SÃO PAULO, SP (FOLHAPRESS) - Aliadas na Guerra Fria 2.0 contra o bloco ocidental liderado por Washington, China e Rússia fizeram críticas nesta terça (14) ao pacto militar Aukus, que une EUA, Reino Unido e Austrália para conter a ascensão de Pequim no Indo-Pacífico.
"Esses três países, em nome de seus interesses geopolíticos, desconsideram completamente as preocupações da comunidade internacional e estão caminhando mais e mais rumo a uma via de erro e perigo", disse Wang Wenbin, porta-voz da chancelaria chinesa.
O pacto em si havia sido anunciado de surpresa ao mundo em setembro de 2021, estabelecendo uma nova dinâmica na disputa em torno daquilo que Pequim vê como seu quintal geopolítico ?mais de 80% de seu fluxo comercial passa por rotas marítimas de seus portos no sudeste do país para o Índico.
O Aukus (um acrônimo com as iniciais inglesas dos aliados) somou-se ao Quad, um grupo mais político liderado por EUA com a mesma Austrália, Índia e Japão como instrumento de pressão americana contra as pretensões chinesas de proteger tais rotas e ter maior profundidade estratégica contra bloqueios e ataques.
O ponto principal do acordo é transformar Camberra na sétima operadora mundial de submarinos com propulsão nuclear.
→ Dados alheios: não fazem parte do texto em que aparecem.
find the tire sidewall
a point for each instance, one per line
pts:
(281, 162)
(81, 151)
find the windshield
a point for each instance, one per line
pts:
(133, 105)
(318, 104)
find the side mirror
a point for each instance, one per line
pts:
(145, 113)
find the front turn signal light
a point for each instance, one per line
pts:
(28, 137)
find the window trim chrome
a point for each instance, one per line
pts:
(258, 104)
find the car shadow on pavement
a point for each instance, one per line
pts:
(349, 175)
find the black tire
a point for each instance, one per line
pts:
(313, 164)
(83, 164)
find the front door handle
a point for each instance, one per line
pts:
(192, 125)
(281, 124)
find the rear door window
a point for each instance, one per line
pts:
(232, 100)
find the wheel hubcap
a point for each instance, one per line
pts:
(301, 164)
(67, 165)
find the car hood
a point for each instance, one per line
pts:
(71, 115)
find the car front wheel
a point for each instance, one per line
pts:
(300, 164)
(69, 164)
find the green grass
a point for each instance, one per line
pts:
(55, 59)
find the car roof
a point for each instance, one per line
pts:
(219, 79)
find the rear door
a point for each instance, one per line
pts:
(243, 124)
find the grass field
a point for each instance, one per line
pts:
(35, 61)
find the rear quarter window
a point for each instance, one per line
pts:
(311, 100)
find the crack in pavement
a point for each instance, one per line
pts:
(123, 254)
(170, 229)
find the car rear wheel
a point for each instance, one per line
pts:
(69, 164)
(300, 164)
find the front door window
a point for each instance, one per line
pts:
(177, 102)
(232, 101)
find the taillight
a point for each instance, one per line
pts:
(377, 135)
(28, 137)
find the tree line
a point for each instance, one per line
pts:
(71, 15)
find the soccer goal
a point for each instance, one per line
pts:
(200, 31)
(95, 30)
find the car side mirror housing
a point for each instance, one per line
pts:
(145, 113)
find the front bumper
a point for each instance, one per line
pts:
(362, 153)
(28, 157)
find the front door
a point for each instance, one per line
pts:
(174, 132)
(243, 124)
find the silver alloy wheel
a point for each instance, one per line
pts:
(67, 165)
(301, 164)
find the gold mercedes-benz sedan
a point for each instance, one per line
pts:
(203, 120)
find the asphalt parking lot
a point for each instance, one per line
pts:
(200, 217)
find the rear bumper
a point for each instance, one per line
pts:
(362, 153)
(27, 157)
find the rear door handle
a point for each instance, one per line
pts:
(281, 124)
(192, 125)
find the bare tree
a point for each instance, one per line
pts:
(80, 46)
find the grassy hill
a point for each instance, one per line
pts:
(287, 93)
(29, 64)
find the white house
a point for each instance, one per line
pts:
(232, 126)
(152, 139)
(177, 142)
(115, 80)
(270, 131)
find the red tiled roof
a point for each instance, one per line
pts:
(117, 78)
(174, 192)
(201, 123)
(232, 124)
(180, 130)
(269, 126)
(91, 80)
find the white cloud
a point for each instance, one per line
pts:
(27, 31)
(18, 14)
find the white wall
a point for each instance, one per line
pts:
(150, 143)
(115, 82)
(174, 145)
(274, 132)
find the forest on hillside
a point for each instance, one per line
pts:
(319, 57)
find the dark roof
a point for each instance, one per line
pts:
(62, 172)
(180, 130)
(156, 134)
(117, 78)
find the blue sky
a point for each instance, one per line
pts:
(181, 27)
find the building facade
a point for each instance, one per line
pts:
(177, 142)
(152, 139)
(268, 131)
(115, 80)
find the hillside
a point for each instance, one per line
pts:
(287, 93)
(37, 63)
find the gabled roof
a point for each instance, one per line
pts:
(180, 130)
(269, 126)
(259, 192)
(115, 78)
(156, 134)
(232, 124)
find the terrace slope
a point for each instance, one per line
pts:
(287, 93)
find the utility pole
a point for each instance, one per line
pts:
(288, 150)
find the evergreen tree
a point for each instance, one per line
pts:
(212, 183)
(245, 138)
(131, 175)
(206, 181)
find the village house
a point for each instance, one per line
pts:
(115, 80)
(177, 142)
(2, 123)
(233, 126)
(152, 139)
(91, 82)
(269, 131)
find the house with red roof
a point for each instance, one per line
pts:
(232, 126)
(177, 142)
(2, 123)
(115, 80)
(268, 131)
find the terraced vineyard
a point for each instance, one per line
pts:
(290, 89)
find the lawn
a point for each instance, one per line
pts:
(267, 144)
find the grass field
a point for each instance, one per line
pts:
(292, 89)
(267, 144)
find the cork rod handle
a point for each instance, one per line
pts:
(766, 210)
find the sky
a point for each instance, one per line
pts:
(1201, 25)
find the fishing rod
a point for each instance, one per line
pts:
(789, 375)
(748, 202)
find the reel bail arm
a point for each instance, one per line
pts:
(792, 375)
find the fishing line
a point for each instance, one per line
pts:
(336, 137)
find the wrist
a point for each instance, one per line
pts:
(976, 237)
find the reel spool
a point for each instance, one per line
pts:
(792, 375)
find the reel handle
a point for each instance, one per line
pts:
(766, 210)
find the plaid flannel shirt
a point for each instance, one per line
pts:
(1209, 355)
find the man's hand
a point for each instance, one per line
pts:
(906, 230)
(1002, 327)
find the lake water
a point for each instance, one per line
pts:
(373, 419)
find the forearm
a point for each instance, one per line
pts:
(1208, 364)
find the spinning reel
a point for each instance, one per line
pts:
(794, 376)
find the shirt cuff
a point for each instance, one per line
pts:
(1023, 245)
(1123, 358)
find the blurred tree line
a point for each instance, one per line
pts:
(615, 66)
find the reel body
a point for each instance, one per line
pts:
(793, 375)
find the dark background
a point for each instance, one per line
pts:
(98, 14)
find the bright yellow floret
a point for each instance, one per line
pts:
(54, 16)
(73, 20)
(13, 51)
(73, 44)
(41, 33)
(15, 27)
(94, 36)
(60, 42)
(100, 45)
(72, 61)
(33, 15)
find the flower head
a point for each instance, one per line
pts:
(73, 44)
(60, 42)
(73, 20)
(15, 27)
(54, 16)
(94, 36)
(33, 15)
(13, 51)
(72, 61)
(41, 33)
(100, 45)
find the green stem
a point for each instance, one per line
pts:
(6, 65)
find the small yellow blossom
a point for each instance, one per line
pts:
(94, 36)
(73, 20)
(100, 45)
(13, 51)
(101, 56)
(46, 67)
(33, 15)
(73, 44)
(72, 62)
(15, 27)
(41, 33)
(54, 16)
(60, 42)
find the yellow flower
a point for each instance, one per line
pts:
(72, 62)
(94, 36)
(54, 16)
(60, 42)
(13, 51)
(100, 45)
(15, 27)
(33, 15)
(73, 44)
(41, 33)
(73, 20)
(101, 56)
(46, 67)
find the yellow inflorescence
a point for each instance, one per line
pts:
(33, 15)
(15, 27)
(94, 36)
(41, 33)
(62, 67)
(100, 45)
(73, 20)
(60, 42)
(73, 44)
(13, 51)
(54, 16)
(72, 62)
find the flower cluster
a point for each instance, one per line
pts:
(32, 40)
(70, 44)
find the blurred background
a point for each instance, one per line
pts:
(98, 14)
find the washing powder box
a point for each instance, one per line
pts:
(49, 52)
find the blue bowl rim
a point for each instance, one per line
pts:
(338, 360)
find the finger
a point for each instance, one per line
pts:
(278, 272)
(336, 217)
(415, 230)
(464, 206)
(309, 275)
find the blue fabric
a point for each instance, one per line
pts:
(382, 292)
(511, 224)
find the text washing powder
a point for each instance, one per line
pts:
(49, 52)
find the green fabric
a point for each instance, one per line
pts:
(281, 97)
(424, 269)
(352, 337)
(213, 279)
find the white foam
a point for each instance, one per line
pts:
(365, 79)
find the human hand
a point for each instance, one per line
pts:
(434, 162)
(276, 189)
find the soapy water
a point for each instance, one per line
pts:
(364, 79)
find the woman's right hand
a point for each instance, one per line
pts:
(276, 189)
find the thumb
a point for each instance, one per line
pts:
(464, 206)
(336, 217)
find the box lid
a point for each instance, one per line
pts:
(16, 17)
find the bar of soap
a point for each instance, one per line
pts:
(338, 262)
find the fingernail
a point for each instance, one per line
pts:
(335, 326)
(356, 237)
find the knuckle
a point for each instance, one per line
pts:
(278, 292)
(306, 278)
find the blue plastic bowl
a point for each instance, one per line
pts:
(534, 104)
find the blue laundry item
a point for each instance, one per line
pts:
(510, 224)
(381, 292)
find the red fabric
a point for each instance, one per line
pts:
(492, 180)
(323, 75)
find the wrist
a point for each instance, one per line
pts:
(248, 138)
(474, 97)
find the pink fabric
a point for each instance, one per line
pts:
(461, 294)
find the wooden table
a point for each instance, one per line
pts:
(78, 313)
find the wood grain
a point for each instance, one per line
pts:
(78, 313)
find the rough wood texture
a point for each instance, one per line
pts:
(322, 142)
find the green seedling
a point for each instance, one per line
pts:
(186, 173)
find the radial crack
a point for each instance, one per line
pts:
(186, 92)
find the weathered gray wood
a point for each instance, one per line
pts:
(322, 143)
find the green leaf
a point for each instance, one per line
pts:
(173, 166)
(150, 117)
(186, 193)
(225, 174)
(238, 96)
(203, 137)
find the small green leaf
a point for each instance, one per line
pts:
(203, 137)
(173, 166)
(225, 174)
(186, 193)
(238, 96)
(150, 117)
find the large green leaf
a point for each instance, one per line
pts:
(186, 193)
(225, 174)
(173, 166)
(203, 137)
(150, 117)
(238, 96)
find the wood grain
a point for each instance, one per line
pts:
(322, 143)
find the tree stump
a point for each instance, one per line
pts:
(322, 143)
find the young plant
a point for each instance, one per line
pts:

Segundo o Ministério das Relações Exteriores do país, o projeto todo pode custar 0,15% do PIB do país por ano, chegando a US$ 245 bilhões (R$ 1,3 trilhão em conversão direta hoje).
Primeiramente, o país irá já a partir de 2027 acomodar submarinos nucleares americanos e britânicos em Perth, porto na costa ocidental, mirando diretamente o flanco sul chinês. Depois, a Austrália irá comprar de três a cinco modelos americanos de ataque da classe Virginia, que poderão ser de segunda mão ?de 2000 para cá, os EUA construíram 21 dos 66 barcos previstos.
Por fim, os três países trabalharão de forma conjunta para, até o fim da década de 2030, equipar Londres e Camberra com um novo modelo de submarino de ataque de última geração, com desenho britânico.
Tudo isso é um "plano militar e econômico de longo prazo", como disse o premiê australiano, Anthony Albanese, que assinou o pacto com o presidente americano Joe Biden e o colega britânico Rishi Sunak na segunda (13), em San Diego, sede da Frota do Pacífico dos EUA.
O país tenta reforçar o primeiro componente, dizendo que a Austrália receberá US$ 6 bilhões (R$ 31,5 bilhões) de investimentos diretos e poderá gerar 20 mil empregos em 30 anos com o acerto. Sunak foi na mesma linha, enquanto Biden realçou o aspecto geopolítico do Aukus ?a venda de tecnologia nuclear militar é a primeira em 65 anos a um aliado pelos EUA.
Nesta terça, a chanceler australiana, Penny Wong, acabou falando do último aspecto. Seu país, disse, buscou o acordo porque "quer garantir melhor um equilíbrio estratégico" no Indo-Pacífico.
Com efeito, a principal aliada da China, a Rússia em plena invasão da Ucrânia, denunciou o acordo, que já chamou de expansionista em outras ocasiões, mas em termos mais técnicos. O porta-voz do Kremlin, Dmitri Peskov, afirmou que o Aukus gera "questões acerca da não proliferação nuclear".
Este é um ponto sensível. Embora as três nações tenham estabelecido que o status de país livre da armas atômicas da Austrália será mantido, e nenhuma embarcação terá a bordo tais ogivas, há dúvidas acerca da rastreabilidade do combustível nuclear utilizado para alimentar os reatores dos submarinos.
Isso fez a China registrar um protesto na AIEA (Agência Internacional de Energia Atômica), enquanto o trio aliado entrou com um pedido de acompanhamento e análise de seus planos pela agência. Até aqui, o órgão ligado à ONU disse que o Aukus está sendo transparente.
Provavelmente o será, dado o status de seus integrantes, mas há o fato de que o acordo se ampara em uma brecha do Tratado de Não Proliferação Nuclear acerca de combustível para reatores navais para existir, e politicamente a China se apega a isso.
Haverá efeitos colaterais, como o caso brasileiro, que fez um pedido semelhante de criação de salvaguardas para o combustível que pretende empregar no reator de seu futuro submarino nuclear, projeto que se arrasta há mais de 40 anos.